I've been making some tests with Windows Vista, and I experience the same problems (after some hours working, the card stops working and I can only solve it by switching the computer off and on). So I wouldn't say it is an ath5k problem, but a hardware problem.
Cesar: And what if ath5k really corrupted the card? I've seen some EEPROM error in dmesg when those issues started. and there were more cases of really corrupted EEPROM in the past...
what card exactly do you have? (product, manufacturer and lspci -vv please)
I have same issues with Wistron CM9, but i guess that such popular card can't be so buggy...
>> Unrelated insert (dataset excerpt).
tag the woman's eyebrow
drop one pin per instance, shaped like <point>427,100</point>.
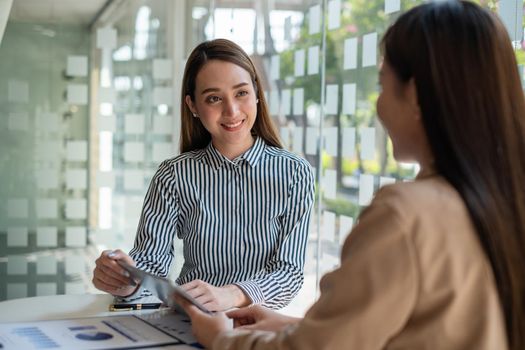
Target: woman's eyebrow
<point>213,89</point>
Thomas: The card works fine for some hours before stops working... I don't think it would work at all if the EEPROM was permanently damaged. However, I'm not an expert at all in hardware nor drivers...
The card is an internal one, in an LG E500 laptop.
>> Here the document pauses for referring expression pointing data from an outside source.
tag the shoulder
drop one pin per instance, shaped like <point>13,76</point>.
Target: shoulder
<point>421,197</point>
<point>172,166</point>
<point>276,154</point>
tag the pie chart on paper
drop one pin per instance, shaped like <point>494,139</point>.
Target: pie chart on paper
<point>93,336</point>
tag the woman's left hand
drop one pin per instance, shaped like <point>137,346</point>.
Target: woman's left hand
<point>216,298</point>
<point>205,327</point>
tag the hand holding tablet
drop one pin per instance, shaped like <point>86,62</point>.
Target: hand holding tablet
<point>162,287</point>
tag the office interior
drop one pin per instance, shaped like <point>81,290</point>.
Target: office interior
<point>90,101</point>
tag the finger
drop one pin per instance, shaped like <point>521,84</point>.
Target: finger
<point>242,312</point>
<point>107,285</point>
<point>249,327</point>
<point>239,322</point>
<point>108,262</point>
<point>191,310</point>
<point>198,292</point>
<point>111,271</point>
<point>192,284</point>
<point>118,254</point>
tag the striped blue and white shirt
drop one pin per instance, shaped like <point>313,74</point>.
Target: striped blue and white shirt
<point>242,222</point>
ath5k phy0: Atheros AR2425 chip found (MAC: 0xe2, PHY: 0x70)
03:00.0 Ethernet controller: Atheros Communications Inc. AR5001 Wireless Network Adapter [168c:001c] (rev 01)
Subsystem: Device 1a3b:1026
Control: I/O+ Mem+ BusMaster+ SpecCycle- MemWINV- VGASnoop- ParErr- Stepping- SERR+ FastB2B- DisINTx-
Status: Cap+ 66MHz- UDF- FastB2B- ParErr- DEVSEL=fast >TAbort- <TAbort- <MAbort- >SERR- <PERR- INTx-
Latency: 0, Cache Line Size: 32 bytes
Interrupt: pin A routed to IRQ 19
Region 0: Memory at fe1f0000 (64-bit, non-prefetchable) [size=64K]
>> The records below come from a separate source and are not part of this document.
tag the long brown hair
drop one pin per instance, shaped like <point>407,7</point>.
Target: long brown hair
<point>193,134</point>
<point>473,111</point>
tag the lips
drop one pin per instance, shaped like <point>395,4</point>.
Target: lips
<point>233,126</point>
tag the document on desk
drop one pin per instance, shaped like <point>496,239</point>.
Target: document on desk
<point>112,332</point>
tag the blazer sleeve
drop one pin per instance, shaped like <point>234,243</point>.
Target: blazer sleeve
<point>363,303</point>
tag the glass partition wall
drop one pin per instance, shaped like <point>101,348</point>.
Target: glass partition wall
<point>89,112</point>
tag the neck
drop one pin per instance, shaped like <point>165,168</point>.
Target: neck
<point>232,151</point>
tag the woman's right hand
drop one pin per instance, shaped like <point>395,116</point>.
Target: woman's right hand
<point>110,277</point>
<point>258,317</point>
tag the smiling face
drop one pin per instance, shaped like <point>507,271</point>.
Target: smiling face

Capabilities:  Power Management version 2
Flags: PMEClk- DSI- D1- D2- AuxCurrent=375mA PME(D0-,D1-,D2-,D3hot+,D3cold-)
Status: D0 PME-Enable- DSel=0 DScale=0 PME-
Capabilities:  Message Signalled Interrupts: Mask- 64bit- Queue=0/0 Enable-
Address: 00000000 Data: 0000
Capabilities:  Express (v1) Legacy Endpoint, MSI 00
DevCap: MaxPayload 128 bytes, PhantFunc 0, Latency L0s <512ns, L1 <64us
ExtTag- AttnBtn- AttnInd- PwrInd- RBE- FLReset-
DevCtl: Report errors: Correctable- Non-Fatal- Fatal- Unsupported-
RlxdOrd+ ExtTag- PhantFunc- AuxPwr- NoSnoop-
MaxPayload 128 bytes, MaxReadReq 512 bytes
DevSta: CorrErr+ UncorrErr+ FatalErr- UnsuppReq+ AuxPwr- TransPend-
LnkCap: Port #0, Speed 2.5GT/s, Width x1, ASPM L0s L1, Latency L0 <512ns, L1 <64us
ClockPM- Suprise- LLActRep- BwNot-
LnkCtl: ASPM Disabled; RCB 128 bytes Disabled- Retrain- CommClk+
ExtSynch- ClockPM- AutWidDis- BWInt- AutBWInt-
LnkSta: Speed 2.5GT/s, Width x1, TrErr- Train- SlotClk+ DLActive- BWMgmt- ABWMgmt-
Capabilities:  MSI-X: Enable- Mask- TabSize=1
Vector table: BAR=0 offset=00000000
PBA: BAR=0 offset=00000000
Capabilities:  Advanced Error Reporting <?>
Capabilities:  Virtual Channel <?>
Kernel driver in use: ath5k
Kernel modules: ath5k
Still occuring on the latest kernal.
00:09.0 Ethernet controller: Atheros Communications Inc. Atheros AR5001X+ Wireless Network Adapter (rev 01)
Subsystem: Netgear Device 5e00
Control: I/O- Mem+ BusMaster+ SpecCycle- MemWINV+ VGASnoop- ParErr- Stepping- SERR- FastB2B- DisINTx-
Status: Cap+ 66MHz- UDF- FastB2B+ ParErr- DEVSEL=medium >TAbort- <TAbort- <MAbort- >SERR- <PERR- INTx-
Latency: 168 (2500ns min, 7000ns max), Cache Line Size: 32 bytes
Interrupt: pin A routed to IRQ 17
Region 0: Memory at d4800000 (32-bit, non-prefetchable) [size=64K]
Capabilities: <access denied>
Kernel driver in use: ath5k
Kernel modules: ath5k
Linux nautilus 3.3.2-1.fc16.i686 #1 SMP Sat Apr 14 01:11:09 UTC 2012 i686 i686 i386 GNU/Linux
This is on an internal pci card.
If you need any additional information or traces let me know.
This bug is old. I would recommend testing on
a newer kernel , the newest as of this writing
This bug relates to a very old kernel. Closing as obsolete.